How to Write Off Business Expenses – and Why You Should
One of the best parts about having your own business is writing off expenses (which are tax deductible). Let’s be clear: this is not tax evasion: it is tax avoidance. There’s a big difference.

Your losses (business expenses) will reduce your taxable income. If you buy a new computer for your business, that is $2,000 you write off. If your annual earnings for your business were $50,000 they are now $48,000 thanks to the laptop and your LLC. People without a business can’t do this. They are taxed on all $50,000.
I’ll explain:
Scenario A: You work for a company and earn $50,000
- You are taxed by federal government (and depending where you live, state government too) on a $50,000 income.
- You spend what’s left (and pay sales tax on that, too).
- You pay for your $2,000 computer with your income that has ALREADY BEEN taxed.

Scenario B: You work for yourself and have an LLC and earn $50,000
- You deduct business expenses that you track all year, including categories like travel, office supplies, advertising, and meals and entertainment. Your expenses total $10,000. Your new taxable income is $40,000.
- You are taxed by federal government (and depending where you live, state government too) on a $40,000 income.
- You spend what’s left (and pay sales tax on that, too).
- Everything you spent on business expenses is TAX-FREE.

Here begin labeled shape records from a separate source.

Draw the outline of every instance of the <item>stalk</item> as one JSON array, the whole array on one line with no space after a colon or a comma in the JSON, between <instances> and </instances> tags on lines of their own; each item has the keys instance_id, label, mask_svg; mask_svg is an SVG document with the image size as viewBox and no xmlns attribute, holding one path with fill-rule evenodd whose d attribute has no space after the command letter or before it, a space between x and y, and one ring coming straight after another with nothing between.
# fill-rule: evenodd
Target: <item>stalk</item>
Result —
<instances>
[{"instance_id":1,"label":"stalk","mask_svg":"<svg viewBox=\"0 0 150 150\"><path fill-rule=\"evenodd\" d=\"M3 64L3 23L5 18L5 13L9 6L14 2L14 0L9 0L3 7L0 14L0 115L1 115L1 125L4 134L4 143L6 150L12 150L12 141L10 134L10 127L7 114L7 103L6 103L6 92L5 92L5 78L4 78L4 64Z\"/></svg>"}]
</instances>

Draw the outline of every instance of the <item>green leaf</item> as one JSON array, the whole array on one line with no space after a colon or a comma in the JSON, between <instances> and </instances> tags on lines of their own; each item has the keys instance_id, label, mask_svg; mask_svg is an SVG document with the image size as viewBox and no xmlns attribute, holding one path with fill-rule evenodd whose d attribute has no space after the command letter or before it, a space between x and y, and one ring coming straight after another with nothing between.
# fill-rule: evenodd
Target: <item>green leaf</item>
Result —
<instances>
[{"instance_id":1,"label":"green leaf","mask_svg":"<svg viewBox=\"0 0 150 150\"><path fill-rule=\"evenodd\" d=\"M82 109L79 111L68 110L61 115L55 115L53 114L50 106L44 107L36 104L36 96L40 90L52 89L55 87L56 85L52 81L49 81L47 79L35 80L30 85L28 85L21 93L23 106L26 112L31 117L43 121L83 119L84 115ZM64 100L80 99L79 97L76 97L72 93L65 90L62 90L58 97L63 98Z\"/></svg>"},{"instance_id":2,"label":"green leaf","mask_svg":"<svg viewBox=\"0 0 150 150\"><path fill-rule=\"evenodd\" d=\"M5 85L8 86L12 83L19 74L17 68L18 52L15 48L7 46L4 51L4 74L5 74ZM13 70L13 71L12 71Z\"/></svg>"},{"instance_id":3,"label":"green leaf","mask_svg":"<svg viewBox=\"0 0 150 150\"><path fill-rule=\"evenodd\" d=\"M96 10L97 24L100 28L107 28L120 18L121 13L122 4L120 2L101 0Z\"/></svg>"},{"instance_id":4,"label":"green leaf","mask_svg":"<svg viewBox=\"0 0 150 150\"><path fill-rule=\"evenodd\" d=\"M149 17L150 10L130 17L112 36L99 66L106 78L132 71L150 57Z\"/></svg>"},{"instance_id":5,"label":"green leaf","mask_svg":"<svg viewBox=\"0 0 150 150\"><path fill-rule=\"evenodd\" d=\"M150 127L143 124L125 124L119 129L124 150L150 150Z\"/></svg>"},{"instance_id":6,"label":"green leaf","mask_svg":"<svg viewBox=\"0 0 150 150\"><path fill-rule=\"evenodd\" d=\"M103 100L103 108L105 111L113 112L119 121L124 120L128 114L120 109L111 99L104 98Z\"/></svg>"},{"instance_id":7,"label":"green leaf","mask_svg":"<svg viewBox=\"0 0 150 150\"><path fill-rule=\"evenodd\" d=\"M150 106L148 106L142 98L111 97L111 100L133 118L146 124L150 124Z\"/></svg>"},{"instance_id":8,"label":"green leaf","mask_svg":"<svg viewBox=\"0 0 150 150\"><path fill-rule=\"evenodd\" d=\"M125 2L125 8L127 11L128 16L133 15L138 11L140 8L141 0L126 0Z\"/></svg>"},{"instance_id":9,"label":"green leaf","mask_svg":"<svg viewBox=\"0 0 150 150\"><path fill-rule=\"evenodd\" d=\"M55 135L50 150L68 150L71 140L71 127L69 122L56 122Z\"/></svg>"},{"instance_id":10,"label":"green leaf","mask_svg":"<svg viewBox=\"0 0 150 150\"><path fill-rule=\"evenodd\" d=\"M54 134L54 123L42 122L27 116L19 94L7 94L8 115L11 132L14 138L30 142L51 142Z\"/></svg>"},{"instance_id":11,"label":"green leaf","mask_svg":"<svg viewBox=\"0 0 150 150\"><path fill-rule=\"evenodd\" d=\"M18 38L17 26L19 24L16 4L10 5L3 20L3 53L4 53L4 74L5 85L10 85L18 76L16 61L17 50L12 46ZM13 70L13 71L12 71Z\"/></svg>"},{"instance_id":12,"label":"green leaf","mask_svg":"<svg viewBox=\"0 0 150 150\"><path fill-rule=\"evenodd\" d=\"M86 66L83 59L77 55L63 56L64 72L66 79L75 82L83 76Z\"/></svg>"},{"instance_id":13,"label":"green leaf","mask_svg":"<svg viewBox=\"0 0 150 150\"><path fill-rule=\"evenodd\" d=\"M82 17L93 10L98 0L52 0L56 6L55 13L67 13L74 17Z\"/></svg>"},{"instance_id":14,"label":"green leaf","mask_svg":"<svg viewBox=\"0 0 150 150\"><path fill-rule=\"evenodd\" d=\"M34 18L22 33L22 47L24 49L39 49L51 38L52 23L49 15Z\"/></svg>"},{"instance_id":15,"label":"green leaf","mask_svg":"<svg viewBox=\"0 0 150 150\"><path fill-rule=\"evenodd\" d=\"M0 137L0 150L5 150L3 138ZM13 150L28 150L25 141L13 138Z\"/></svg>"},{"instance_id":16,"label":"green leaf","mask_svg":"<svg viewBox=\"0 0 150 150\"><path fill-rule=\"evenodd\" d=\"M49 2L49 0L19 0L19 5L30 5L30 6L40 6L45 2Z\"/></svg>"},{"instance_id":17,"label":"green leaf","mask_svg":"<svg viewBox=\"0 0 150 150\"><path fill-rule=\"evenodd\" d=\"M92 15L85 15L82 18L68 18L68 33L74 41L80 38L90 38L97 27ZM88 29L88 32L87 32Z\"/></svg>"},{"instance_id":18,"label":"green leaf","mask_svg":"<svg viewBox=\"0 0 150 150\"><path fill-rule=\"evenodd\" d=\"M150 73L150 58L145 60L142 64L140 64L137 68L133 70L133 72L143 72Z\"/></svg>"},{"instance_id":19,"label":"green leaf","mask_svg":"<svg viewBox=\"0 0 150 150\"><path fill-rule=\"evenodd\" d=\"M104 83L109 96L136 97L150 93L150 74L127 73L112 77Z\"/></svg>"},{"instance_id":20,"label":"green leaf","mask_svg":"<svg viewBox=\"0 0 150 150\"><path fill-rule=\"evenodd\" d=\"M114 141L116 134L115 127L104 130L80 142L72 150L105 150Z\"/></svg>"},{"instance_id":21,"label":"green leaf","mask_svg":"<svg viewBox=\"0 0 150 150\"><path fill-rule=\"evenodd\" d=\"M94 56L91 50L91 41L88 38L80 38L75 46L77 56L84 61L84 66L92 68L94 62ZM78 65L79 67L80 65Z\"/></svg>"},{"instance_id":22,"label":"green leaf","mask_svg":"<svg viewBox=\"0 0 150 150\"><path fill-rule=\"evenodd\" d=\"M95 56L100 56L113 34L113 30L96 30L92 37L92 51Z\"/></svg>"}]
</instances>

If you don’t have a business, you’re being taxed twice.
Smart people — and people who grow their wealth — avoid taxation. Most Americans don’t know how. Most Americans who work for other people get taxed twice. You don’t have to once you have an LLC, and it’s completely legal. Here is my quick video on tips for setting up your LLC.
Vast majority of Americans:
Earn
Get taxed
Spend (you spend your after-tax income)
Business owners:
Earn
Spend (you spend your pre-tax income)
Get taxed (your taxable income is reduced)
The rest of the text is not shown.